[原子力産業新聞] 2003年6月5日 第2188号 <3面>

[南ア・エスコム社] PBMR開発計画 「実証段階に移行へ」

 南アフリカ共和国の国有電力会社でペブルベッド・モジュール型炉(PBMR)の開発を主導しているエスコム社は5月16日、環境影響評価の決定文書や許認可など法的に必要な承認が南ア政府から得られれば、同プロジェクトは今後、実証ユニットの開発、建設、および起動など次の段階に進めていくことになると発表した。また、法的な承認のほかにコストや性能基準など特定の条件がクリアできれば、PBMRの実証ユニットおよびその後続ユニットについても同社が購入していく方針に変更はないと強調している。
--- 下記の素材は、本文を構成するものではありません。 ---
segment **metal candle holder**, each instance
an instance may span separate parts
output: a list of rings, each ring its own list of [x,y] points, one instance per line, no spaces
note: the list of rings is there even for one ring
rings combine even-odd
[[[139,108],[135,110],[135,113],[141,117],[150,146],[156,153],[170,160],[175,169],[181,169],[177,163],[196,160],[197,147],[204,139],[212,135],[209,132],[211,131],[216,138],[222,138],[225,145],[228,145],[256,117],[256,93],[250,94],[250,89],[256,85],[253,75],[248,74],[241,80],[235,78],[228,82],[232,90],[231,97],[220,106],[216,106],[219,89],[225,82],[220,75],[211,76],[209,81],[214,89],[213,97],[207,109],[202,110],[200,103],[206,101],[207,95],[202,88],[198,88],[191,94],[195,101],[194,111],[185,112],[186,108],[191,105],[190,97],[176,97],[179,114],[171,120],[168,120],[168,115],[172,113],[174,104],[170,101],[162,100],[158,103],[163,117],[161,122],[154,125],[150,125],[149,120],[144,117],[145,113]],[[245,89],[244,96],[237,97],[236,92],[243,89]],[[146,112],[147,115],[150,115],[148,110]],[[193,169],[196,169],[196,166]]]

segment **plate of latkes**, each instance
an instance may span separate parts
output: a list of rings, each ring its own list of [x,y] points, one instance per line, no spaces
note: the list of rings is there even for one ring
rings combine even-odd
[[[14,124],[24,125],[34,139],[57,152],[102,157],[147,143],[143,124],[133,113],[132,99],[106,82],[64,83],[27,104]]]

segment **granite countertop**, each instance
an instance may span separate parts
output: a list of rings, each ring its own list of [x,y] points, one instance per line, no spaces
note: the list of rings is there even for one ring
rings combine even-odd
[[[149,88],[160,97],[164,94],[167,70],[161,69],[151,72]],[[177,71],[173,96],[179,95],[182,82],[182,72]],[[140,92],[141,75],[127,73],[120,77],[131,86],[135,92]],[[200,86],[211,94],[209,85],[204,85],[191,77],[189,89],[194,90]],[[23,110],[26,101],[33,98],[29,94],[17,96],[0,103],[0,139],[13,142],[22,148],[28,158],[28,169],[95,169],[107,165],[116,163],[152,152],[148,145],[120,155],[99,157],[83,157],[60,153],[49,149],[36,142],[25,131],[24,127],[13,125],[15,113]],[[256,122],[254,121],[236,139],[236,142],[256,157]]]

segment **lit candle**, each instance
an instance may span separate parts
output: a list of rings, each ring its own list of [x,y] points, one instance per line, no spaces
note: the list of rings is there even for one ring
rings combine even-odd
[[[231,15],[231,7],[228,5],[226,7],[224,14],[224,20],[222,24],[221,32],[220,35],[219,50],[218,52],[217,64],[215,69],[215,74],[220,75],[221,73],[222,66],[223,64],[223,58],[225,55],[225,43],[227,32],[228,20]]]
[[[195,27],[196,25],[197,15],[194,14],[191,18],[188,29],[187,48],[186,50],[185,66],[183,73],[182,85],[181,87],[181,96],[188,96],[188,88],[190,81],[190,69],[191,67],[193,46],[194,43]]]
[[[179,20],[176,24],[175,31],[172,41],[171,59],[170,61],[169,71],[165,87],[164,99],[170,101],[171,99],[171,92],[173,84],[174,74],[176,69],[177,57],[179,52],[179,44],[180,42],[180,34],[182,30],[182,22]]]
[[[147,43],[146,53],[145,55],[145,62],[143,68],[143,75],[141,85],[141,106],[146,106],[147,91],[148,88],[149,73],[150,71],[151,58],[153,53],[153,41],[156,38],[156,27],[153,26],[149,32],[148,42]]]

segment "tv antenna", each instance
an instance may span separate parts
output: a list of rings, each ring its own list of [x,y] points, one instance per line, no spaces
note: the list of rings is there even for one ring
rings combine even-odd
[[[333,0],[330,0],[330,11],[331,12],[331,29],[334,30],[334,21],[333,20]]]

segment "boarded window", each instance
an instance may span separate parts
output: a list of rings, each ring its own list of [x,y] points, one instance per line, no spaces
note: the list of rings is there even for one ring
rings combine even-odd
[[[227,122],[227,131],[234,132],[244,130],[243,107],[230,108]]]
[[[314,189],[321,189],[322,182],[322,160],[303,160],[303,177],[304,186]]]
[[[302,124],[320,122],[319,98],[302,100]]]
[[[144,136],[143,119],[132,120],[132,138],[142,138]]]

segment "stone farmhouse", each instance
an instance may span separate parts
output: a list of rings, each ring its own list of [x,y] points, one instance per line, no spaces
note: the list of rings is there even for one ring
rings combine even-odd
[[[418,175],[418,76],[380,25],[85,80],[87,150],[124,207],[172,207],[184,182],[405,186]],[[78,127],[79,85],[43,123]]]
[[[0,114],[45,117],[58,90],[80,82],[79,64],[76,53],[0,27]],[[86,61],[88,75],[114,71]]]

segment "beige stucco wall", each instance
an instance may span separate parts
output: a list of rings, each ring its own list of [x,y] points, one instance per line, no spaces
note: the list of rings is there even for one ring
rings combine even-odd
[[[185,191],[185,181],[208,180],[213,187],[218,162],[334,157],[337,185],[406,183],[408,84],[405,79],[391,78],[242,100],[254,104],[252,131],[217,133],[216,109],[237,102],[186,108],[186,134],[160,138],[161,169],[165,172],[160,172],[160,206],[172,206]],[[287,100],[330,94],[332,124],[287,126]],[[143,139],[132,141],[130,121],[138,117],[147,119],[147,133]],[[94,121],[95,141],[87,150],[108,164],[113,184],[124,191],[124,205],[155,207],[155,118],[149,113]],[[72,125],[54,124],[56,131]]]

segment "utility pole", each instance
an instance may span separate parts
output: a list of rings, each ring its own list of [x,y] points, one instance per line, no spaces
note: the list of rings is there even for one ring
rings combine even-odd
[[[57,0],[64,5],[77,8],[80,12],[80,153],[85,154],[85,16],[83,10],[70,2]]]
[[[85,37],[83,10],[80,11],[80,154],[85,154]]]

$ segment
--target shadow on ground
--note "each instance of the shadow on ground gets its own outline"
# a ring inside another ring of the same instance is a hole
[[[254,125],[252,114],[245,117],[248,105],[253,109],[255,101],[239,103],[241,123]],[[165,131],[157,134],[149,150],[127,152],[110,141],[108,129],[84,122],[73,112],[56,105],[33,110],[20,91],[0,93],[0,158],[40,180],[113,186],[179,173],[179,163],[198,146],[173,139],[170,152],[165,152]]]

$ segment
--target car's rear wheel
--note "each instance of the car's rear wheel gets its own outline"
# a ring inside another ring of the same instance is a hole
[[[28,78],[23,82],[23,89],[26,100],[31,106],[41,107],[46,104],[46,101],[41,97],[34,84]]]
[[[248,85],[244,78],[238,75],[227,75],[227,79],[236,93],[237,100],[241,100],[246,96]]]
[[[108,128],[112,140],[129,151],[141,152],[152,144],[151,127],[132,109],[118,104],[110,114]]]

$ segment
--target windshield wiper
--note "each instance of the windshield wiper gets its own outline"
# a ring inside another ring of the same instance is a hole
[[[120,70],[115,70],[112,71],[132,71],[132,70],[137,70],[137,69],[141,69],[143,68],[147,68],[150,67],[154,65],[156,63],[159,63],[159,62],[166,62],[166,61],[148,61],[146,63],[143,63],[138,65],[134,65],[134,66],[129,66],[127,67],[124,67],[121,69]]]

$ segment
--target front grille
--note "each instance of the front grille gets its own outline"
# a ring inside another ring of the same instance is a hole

 エスコム社はこのプロジェクトの推進母体であるPBMR社の最大株主で、現在30%を出資。PBMR社に対してはこのほか、南ア政府所有の産業開発公社(IDC)が25%、英国原子力燃料会社(BNFL)が22.5%を出資している。また、これまで12.5%出資していた米国のエクセロン社は昨年、「当社の中心事業ではない」として撤退を表明。しかし、南ア政府が実証プロジェクトを認可した場合、同社はPBMRを40基購入するとの意志を表明したとPBMR社は伝えている。

 このプロジェクトでPBMR社は、アフリカ唯一の原子力発電所であるケープタウン近郊のクバーグ発電所サイトに電気出力11万キロワットの実証炉を建設するほか、プレトリア近郊のペリンダバには低濃縮ウランを黒鉛で被覆した専用燃料の製造工場を建設する計画。すでに環境影響評価(EIA)プロセスを完了し、昨年10月末にはその最終報告書を環境省に提出した。今後の実証段階への移行に際し、同社では出資企業からの承認と政府によるEIA決定文書の発行に加え、政府規制当局の建設認可発給と内閣の承認が必要になるとの認識を改めて表明したもの。

 このようなPBMR実証計画についてエスコム・ホールディングス社のT・グカバシェ最高経営責任者は、「南ア全体にとって重要なマクロ経済的、社会的、戦略的な利益をもたらす可能性のある国家実証プロジェクトだ」と評価した。